Better at critical thinking, worse at being kind?

I was walking to the Academy building through one of the busy streets of Groningen. In front of me, I saw a girl with a big school bag walking in the same direction, perhaps a fellow UG student. Suddenly, she stopped, pulled a few bright yellow bananas out of her bag, and handed them to a homeless man who was sitting on the ground. He thanked her briefly, and she continued her walk. How effortless and kind, I thought. 

I was talking about rough Dutch weather with a friend. We complained to each other how both of us got soaking wet from head to toe the other day. She said that she realized for the first time how homeless people might feel perpetually, but without a chance to get home, change and get a warm cup of soup. How compassionate, I thought. 

I was checking my messages when I stumbled across a link to a documentary nominated for the best Groninger film 2023 made by a colleague about homeless people in Groningen. How great that some people talk, care, and do things about that, I thought. 

Happening in one day, all those events made me surprised at how much homelessness is not on my agenda. How easy it became to brush it off emotionlessly. How much I normalized the rational way of thinking about it.

I was surprised at how much homelessness is not on my agenda; how easy it became to brush it off emotionlessly

It scared me. Did my surroundings change my focus? Did other problems overpower basic human compassion? Did I become unkind? Those thoughts occupied my head for a few days. 
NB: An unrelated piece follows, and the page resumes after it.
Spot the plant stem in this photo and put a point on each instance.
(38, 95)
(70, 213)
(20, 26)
In searching for answers, I spoke to some friends. Some said bigger institutions such as municipalities, corporations, or universities should care more about the homeless. Some said that we cannot possibly be responsible for every person’s actions. Some said that they would love to help, but wondered how, if they don’t have the financial means themselves. 

We all got better at critical thinking. But did we get worse at being kind? 

Of course, you cannot base a curriculum on it. Of course, it is every person’s responsibility. Of course, those things should not be forced upon anyone. But we, young and unsupervised students, sometimes could use some guidance in what to do with our time and energy between exams, friends, and love interests. 

Maybe, if humanitarian volunteering on campus would exist not only when a crisis bursts out, but daily, with our time and energy, it would become not a surprise but a habit to help. A habit that would benefit everyone. 

Meanwhile, it is not my habit yet, and I have to develop it on my own. I will go and buy some bananas to keep in my bag, just in case.